Uganda and DRC open Kampala trade and security commission

Uganda and DRC open Kampala trade and security commission

Uganda and the Democratic Republic of Congo opened a high-level Joint Permanent Commission in kampala, putting trade and security cooperation at the center of the agenda. Félix Tshisekedi sent 17 ministers to the meeting, a sign that both governments are treating the talks as more than a routine diplomatic exchange.

Yoweri Museveni sent a special message to Tshisekedi as the commission opened. The meeting brings together two neighboring states whose border arrangements affect movement, commerce and security along the Uganda-DRC frontier.

Trade and security in Kampala

Trade and security were the top agenda items, giving the Kampala meeting a practical focus rather than a ceremonial one. For businesses and officials on both sides of the border, that means the talks are centered on the rules and coordination that shape crossings, goods movement and state responses along the shared frontier.

The opening in Kampala matters because the Joint Permanent Commission is the channel through which Uganda and the Democratic Republic of Congo can press ahead on cooperation at ministerial level.
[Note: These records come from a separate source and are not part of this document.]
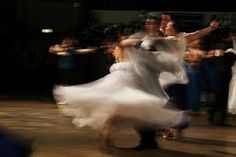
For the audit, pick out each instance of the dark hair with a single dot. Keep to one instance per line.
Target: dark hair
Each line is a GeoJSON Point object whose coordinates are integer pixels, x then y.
{"type": "Point", "coordinates": [112, 33]}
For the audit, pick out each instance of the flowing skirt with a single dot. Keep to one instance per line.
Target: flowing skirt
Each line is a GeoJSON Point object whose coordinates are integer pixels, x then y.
{"type": "Point", "coordinates": [116, 95]}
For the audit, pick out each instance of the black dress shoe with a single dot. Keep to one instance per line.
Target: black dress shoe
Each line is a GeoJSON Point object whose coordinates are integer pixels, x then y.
{"type": "Point", "coordinates": [148, 146]}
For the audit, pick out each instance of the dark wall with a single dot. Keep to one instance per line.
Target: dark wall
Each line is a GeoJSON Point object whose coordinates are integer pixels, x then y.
{"type": "Point", "coordinates": [163, 5]}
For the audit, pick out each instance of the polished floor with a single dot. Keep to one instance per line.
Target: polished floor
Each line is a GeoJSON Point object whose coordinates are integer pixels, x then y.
{"type": "Point", "coordinates": [54, 135]}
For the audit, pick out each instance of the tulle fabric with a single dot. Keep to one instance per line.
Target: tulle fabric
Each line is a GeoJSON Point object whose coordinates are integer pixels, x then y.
{"type": "Point", "coordinates": [131, 92]}
{"type": "Point", "coordinates": [232, 92]}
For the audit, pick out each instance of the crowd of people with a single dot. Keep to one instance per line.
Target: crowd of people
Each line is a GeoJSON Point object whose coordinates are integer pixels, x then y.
{"type": "Point", "coordinates": [150, 81]}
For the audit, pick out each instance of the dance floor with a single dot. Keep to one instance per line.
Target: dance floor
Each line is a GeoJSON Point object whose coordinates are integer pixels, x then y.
{"type": "Point", "coordinates": [53, 135]}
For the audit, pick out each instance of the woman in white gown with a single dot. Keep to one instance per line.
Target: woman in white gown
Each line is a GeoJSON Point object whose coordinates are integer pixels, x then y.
{"type": "Point", "coordinates": [130, 96]}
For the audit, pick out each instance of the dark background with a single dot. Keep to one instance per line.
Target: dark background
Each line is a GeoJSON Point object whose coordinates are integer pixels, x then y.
{"type": "Point", "coordinates": [25, 64]}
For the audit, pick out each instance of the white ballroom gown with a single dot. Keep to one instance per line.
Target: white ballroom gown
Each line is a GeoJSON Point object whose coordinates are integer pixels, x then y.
{"type": "Point", "coordinates": [131, 91]}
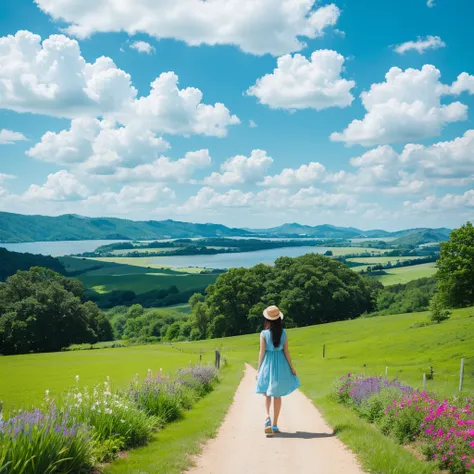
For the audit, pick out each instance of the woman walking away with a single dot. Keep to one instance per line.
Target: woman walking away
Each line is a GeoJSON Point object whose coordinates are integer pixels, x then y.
{"type": "Point", "coordinates": [276, 376]}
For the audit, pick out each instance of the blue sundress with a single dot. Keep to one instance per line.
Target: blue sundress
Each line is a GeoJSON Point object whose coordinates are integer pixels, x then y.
{"type": "Point", "coordinates": [275, 378]}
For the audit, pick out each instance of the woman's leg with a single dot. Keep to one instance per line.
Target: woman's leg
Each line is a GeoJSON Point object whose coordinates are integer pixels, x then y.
{"type": "Point", "coordinates": [268, 402]}
{"type": "Point", "coordinates": [276, 410]}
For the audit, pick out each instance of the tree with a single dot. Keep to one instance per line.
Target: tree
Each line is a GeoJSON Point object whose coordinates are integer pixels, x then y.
{"type": "Point", "coordinates": [456, 268]}
{"type": "Point", "coordinates": [438, 313]}
{"type": "Point", "coordinates": [42, 311]}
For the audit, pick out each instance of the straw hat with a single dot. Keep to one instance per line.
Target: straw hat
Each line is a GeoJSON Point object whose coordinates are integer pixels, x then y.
{"type": "Point", "coordinates": [272, 313]}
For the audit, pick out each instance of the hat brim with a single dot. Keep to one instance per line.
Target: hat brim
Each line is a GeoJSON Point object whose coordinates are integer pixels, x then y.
{"type": "Point", "coordinates": [272, 318]}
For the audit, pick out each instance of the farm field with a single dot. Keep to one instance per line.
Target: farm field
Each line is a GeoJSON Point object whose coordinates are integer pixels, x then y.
{"type": "Point", "coordinates": [104, 276]}
{"type": "Point", "coordinates": [382, 260]}
{"type": "Point", "coordinates": [406, 274]}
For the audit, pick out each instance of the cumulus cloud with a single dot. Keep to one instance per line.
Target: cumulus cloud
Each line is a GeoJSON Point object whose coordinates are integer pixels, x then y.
{"type": "Point", "coordinates": [7, 137]}
{"type": "Point", "coordinates": [60, 186]}
{"type": "Point", "coordinates": [241, 169]}
{"type": "Point", "coordinates": [255, 26]}
{"type": "Point", "coordinates": [449, 202]}
{"type": "Point", "coordinates": [299, 83]}
{"type": "Point", "coordinates": [464, 83]}
{"type": "Point", "coordinates": [52, 78]}
{"type": "Point", "coordinates": [305, 175]}
{"type": "Point", "coordinates": [406, 107]}
{"type": "Point", "coordinates": [142, 47]}
{"type": "Point", "coordinates": [99, 146]}
{"type": "Point", "coordinates": [420, 45]}
{"type": "Point", "coordinates": [164, 169]}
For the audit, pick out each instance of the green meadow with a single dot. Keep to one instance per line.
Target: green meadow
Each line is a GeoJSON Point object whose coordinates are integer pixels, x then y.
{"type": "Point", "coordinates": [364, 345]}
{"type": "Point", "coordinates": [406, 274]}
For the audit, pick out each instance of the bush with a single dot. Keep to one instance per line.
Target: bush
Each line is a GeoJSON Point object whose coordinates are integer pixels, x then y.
{"type": "Point", "coordinates": [51, 441]}
{"type": "Point", "coordinates": [112, 416]}
{"type": "Point", "coordinates": [438, 313]}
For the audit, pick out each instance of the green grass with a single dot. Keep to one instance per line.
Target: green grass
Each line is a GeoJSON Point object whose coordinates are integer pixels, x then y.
{"type": "Point", "coordinates": [382, 260]}
{"type": "Point", "coordinates": [365, 345]}
{"type": "Point", "coordinates": [170, 449]}
{"type": "Point", "coordinates": [144, 282]}
{"type": "Point", "coordinates": [406, 274]}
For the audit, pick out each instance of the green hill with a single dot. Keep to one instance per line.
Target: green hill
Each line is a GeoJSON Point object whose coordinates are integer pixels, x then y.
{"type": "Point", "coordinates": [23, 228]}
{"type": "Point", "coordinates": [11, 262]}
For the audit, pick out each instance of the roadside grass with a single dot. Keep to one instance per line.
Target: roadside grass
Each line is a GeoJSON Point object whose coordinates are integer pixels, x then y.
{"type": "Point", "coordinates": [365, 345]}
{"type": "Point", "coordinates": [405, 274]}
{"type": "Point", "coordinates": [170, 450]}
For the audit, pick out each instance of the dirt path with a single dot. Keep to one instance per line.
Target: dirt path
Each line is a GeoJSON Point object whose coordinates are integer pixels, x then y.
{"type": "Point", "coordinates": [306, 444]}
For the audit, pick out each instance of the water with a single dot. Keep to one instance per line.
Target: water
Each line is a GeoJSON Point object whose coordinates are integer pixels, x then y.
{"type": "Point", "coordinates": [60, 248]}
{"type": "Point", "coordinates": [232, 260]}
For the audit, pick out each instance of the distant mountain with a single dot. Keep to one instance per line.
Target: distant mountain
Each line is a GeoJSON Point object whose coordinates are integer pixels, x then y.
{"type": "Point", "coordinates": [23, 228]}
{"type": "Point", "coordinates": [14, 261]}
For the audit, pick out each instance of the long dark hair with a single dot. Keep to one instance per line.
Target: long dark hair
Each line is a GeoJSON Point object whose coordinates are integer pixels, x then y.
{"type": "Point", "coordinates": [276, 330]}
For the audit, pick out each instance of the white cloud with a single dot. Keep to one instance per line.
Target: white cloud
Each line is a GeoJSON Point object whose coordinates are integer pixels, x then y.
{"type": "Point", "coordinates": [168, 109]}
{"type": "Point", "coordinates": [241, 169]}
{"type": "Point", "coordinates": [421, 45]}
{"type": "Point", "coordinates": [464, 83]}
{"type": "Point", "coordinates": [299, 83]}
{"type": "Point", "coordinates": [53, 78]}
{"type": "Point", "coordinates": [305, 175]}
{"type": "Point", "coordinates": [449, 202]}
{"type": "Point", "coordinates": [406, 107]}
{"type": "Point", "coordinates": [60, 186]}
{"type": "Point", "coordinates": [99, 146]}
{"type": "Point", "coordinates": [7, 137]}
{"type": "Point", "coordinates": [255, 26]}
{"type": "Point", "coordinates": [164, 169]}
{"type": "Point", "coordinates": [143, 47]}
{"type": "Point", "coordinates": [450, 162]}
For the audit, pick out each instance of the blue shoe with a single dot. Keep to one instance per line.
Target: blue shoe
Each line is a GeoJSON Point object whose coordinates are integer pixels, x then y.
{"type": "Point", "coordinates": [268, 427]}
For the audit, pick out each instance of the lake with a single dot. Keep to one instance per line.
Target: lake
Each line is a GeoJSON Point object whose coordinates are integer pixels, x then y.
{"type": "Point", "coordinates": [232, 260]}
{"type": "Point", "coordinates": [60, 248]}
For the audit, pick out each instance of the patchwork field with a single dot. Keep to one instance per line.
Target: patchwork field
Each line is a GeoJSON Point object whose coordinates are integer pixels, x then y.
{"type": "Point", "coordinates": [406, 274]}
{"type": "Point", "coordinates": [105, 275]}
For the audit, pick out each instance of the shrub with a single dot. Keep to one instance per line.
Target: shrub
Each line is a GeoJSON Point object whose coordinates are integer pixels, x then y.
{"type": "Point", "coordinates": [47, 442]}
{"type": "Point", "coordinates": [116, 422]}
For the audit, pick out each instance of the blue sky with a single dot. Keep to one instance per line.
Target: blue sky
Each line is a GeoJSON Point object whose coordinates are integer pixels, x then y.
{"type": "Point", "coordinates": [263, 111]}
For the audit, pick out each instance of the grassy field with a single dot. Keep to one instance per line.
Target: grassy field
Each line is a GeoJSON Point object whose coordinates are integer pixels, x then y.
{"type": "Point", "coordinates": [406, 274]}
{"type": "Point", "coordinates": [105, 275]}
{"type": "Point", "coordinates": [359, 346]}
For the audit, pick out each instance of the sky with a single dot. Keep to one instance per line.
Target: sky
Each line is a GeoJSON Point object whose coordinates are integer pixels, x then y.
{"type": "Point", "coordinates": [248, 113]}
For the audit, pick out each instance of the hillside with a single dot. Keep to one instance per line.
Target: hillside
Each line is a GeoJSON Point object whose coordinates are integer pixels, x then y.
{"type": "Point", "coordinates": [11, 262]}
{"type": "Point", "coordinates": [23, 228]}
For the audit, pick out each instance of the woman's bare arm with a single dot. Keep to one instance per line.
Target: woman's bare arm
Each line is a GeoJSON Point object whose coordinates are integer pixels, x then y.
{"type": "Point", "coordinates": [263, 346]}
{"type": "Point", "coordinates": [287, 355]}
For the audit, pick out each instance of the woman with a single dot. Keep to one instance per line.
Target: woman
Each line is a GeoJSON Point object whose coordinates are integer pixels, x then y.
{"type": "Point", "coordinates": [276, 376]}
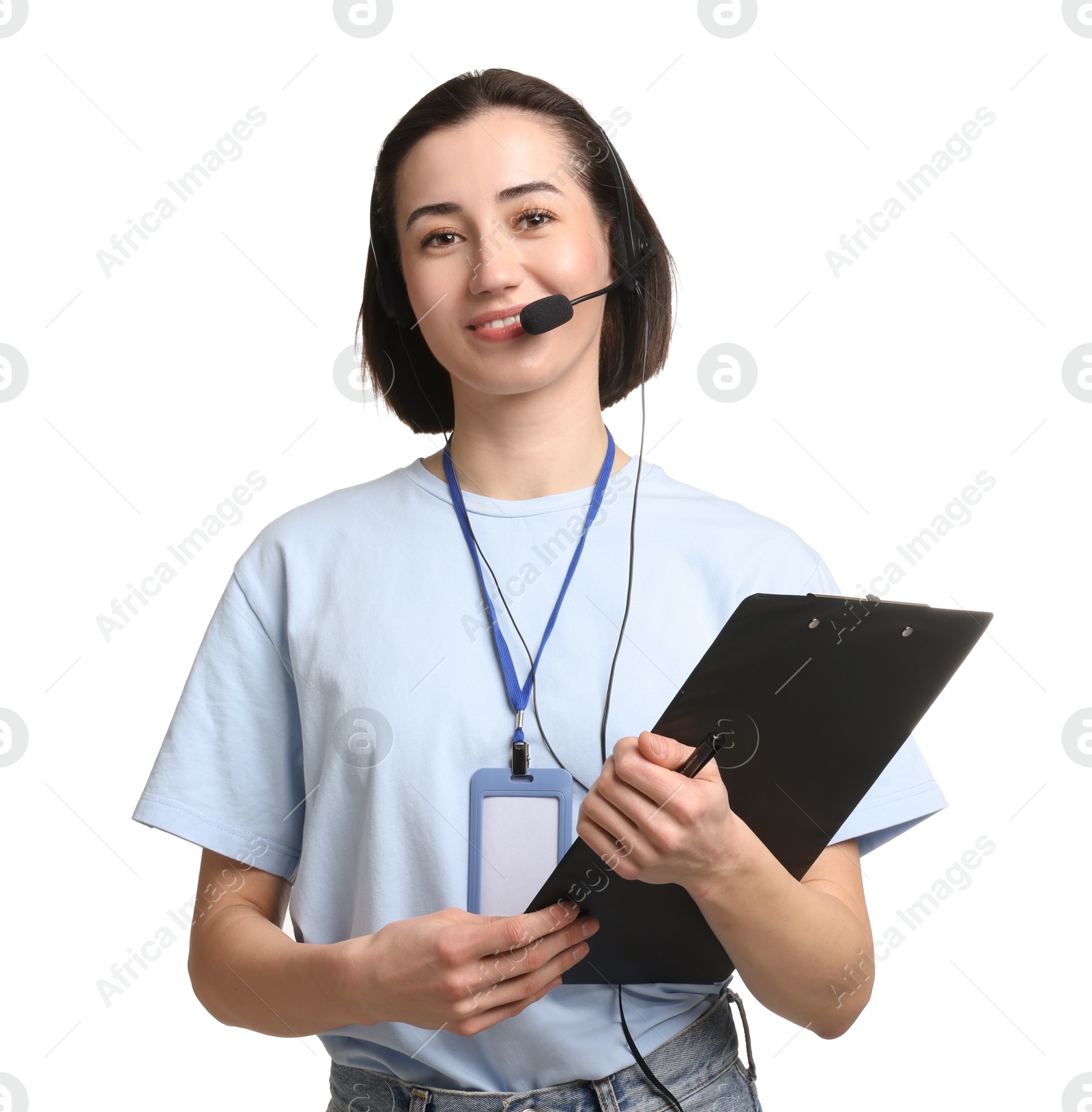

With 17 ministers arriving from Tshisekedi’s side, the Congolese delegation came with enough weight to handle more than one policy track at once.

Tshisekedi sends 17 ministers

Tshisekedi’s decision to send 17 ministers to Kampala is the clearest measure of the meeting’s scope. It turns the gathering into a broad government-to-government exercise, not a narrow exchange between two ministries.

That delegation size also suggests the agenda reaches across trade and security rather than stopping at one border issue. Uganda and the Democratic Republic of Congo are using the commission to keep both tracks in the same room, which gives each side a chance to press its priorities without separating commercial questions from security ones.

Museveni’s message to Tshisekedi

Museveni’s special message to Tshisekedi adds a direct presidential channel alongside the ministerial talks. In a meeting framed around trade and security, that message gives the Kampala discussions a political cover that can help ministers work with clearer instructions from the top.

The friction point is that ministerial talks alone do not settle border or security questions unless both presidents are aligned. By sending a special message while Tshisekedi dispatched 17 ministers, Uganda and the Democratic Republic of Congo showed both urgency and structure: the talks are underway, but their value will depend on whether the two governments can convert them into concrete cooperation.

The immediate next step is inside the Joint Permanent Commission itself, where the ministers are expected to work through trade and security issues in Kampala. Readers who follow cross-border commerce and security along the Uganda-DRC frontier should watch how much room the two governments leave for practical decisions versus general political signaling.